Lamaranmu Kutolak!!

Rabu, 23 September 2009
sebuah cerita diantara seorang ikhwan dan akhwat. semoga menghibur. sebelumya syukron jazakillah buat budat yang udah nge-tag note ini, dan buat mb Mari yang udah nge-tag note ini ke budat, jadi saya bisa ikutan di tag sama budat.. halah.. kepanjangan.. hehe .^^

oke... and the story goes...:

Mereka, lelaki dan perempuan yang begitu berkomitmen dengan agamanya. Melalui ta'aruf yang singkat dan hikmat, mereka memutuskan untuk melanjutkannya menuju khitbah.Sang lelaki, sendiri, harus maju menghadapi lelaki lain: ayah sang perempuan. Dan ini, tantangan yang sesungguhnya. Ia telah melewati deru pertempuran semasa aktivitasnya di kampus, tetapi pertempuran yang sekarang amatlah berbeda.Sang perempuan, tentu saja siap membantunya. Memuluskan langkah mereka menggenapkan agamanya.

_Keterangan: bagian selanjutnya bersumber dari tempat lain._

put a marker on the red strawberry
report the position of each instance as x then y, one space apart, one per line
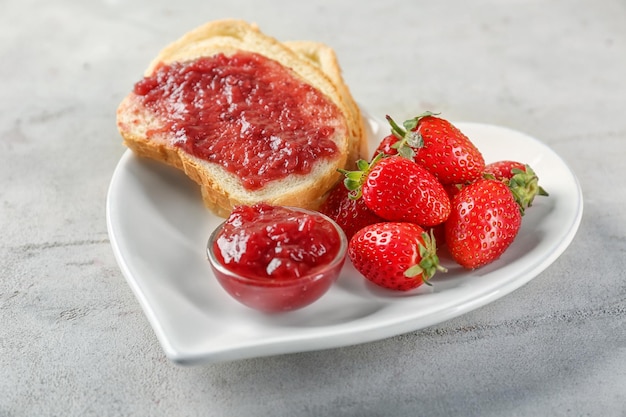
398 189
438 145
484 221
521 179
397 256
350 214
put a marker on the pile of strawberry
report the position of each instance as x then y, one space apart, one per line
427 187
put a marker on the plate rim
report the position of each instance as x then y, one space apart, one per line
334 336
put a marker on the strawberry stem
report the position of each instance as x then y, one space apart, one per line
524 185
429 263
354 179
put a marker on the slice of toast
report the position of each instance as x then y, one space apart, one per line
325 58
222 190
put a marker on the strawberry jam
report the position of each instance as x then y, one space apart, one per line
245 112
274 258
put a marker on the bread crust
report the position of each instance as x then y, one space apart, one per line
220 189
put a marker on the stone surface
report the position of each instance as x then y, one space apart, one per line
73 338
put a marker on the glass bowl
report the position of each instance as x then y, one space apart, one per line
277 295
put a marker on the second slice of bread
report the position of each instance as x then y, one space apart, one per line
315 64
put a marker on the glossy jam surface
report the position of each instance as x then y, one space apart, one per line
245 112
277 259
276 243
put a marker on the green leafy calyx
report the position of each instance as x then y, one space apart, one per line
429 261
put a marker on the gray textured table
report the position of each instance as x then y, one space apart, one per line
73 338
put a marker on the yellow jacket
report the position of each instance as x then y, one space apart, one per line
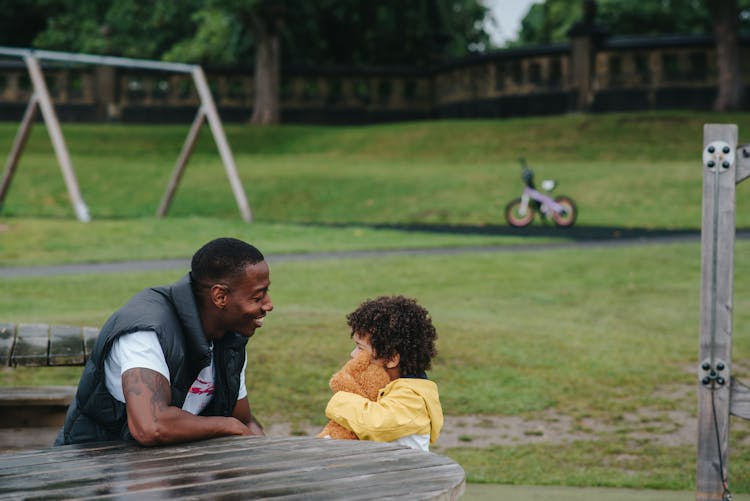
407 406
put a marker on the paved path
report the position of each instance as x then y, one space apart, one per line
184 263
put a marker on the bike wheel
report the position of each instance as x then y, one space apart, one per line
513 214
569 214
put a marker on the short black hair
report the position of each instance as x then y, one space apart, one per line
397 324
222 258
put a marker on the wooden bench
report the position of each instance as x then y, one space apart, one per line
40 345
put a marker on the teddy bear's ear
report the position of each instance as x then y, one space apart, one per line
358 363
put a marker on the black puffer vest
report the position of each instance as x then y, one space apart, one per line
171 312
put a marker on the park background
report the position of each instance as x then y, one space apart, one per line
594 345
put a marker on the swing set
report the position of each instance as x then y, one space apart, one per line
40 100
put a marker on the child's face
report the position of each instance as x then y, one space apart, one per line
362 343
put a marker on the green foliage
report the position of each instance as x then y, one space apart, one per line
550 20
224 31
117 27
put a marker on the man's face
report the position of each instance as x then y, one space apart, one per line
248 301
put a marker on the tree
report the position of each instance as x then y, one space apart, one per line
728 58
725 19
269 33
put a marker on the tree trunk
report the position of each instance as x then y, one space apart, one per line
266 109
726 28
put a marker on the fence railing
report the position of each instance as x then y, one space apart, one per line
626 74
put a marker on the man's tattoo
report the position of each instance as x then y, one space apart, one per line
136 382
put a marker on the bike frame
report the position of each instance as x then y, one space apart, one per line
544 200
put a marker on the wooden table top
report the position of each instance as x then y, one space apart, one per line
232 468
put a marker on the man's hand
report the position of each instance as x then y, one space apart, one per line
243 413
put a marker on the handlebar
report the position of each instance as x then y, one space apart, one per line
527 175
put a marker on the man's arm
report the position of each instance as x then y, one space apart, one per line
243 413
152 421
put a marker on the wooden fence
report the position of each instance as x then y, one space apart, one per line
626 74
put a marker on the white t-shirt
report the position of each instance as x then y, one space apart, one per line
142 350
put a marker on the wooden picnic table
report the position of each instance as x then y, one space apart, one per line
232 468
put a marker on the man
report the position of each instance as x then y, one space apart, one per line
169 366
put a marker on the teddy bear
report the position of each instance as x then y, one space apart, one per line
357 376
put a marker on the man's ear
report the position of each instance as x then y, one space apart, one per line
219 296
393 362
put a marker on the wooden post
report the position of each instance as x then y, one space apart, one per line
187 149
208 107
18 144
717 268
55 134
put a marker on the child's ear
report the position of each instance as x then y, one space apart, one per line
393 362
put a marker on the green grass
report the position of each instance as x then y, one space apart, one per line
595 334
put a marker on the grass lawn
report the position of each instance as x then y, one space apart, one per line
596 335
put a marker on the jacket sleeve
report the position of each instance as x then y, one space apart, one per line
400 413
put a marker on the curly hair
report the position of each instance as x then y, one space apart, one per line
397 324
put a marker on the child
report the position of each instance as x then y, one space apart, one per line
399 336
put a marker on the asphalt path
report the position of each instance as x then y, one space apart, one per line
587 238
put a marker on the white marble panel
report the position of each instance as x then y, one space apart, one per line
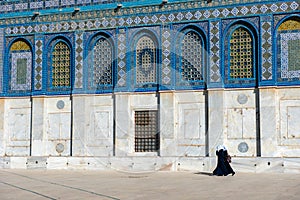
293 114
17 127
289 120
234 123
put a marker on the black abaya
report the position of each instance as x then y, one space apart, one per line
223 167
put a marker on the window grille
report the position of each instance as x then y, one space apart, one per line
102 59
241 55
61 65
191 57
20 66
145 60
146 131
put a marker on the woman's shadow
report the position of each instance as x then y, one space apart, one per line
204 173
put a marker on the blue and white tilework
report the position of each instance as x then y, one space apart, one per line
166 56
285 41
1 57
14 71
79 59
215 75
266 47
121 58
38 75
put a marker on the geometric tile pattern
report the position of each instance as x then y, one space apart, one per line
215 75
166 56
241 54
147 18
78 60
101 71
191 57
266 47
146 60
21 65
61 65
289 55
121 58
20 5
1 57
234 45
38 75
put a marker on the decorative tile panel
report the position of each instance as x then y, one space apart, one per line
106 19
146 61
78 60
166 56
191 57
38 75
61 66
1 57
241 55
215 75
266 47
289 55
21 64
121 58
101 71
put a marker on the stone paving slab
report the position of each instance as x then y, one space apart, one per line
113 185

Maka, di suatu pagi, di sebuah rumah, di sebuah ruang tamu, seorang lelaki muda menghadapi seorang lelaki setengah baya, untuk 'merebut' sang perempuan muda, dari sisinya.

"Oh, jadi engkau yang akan melamar itu?" tanya sang setengah baya. "Iya, Pak," jawab sang muda.

"Engkau telah mengenalnya dalam-dalam? " tanya sang setengah baya sambil menunjuk si perempuan.
"Ya Pak, sangat mengenalnya, " jawab sang muda, mencoba meyakinkan. "Lamaranmu kutolak. Berarti engkau telah memacarinya sebelumnya? Tidak bisa. Aku tidak bisa mengijinkan pernikahan yang diawali dengan model seperti itu!" balas sang setengah baya.
Si pemuda tergagap, "Enggak kok pak, sebenarnya saya hanya kenal sekedarnya saja, ketemu saja baru sebulan lalu."
"Lamaranmu kutolak. Itu serasa 'membeli kucing dalam karung' kan, aku takmau kau akan gampang menceraikannya karena kau tak mengenalnya. Jangan-jangan kau nggak tahu aku ini siapa?" balas sang setengah baya, keras.
Ini situasi yang sulit. Sang perempuan muda mencoba membantu sang lelaki muda. Bisiknya, "Ayah, dia dulu aktivis lho."

"Kamu dulu aktivis ya?" tanya sang setengah baya.
"Ya Pak, saya dulu sering memimpin aksi demonstrasi anti Orba di Kampus," jawab sang muda, percaya diri. "Lamaranmu kutolak. Nanti kalau kamu lagi kecewa dan marah sama istrimu, kamu bakal mengerahkan rombongan teman-temanmu untuk mendemo rumahku ini kan?"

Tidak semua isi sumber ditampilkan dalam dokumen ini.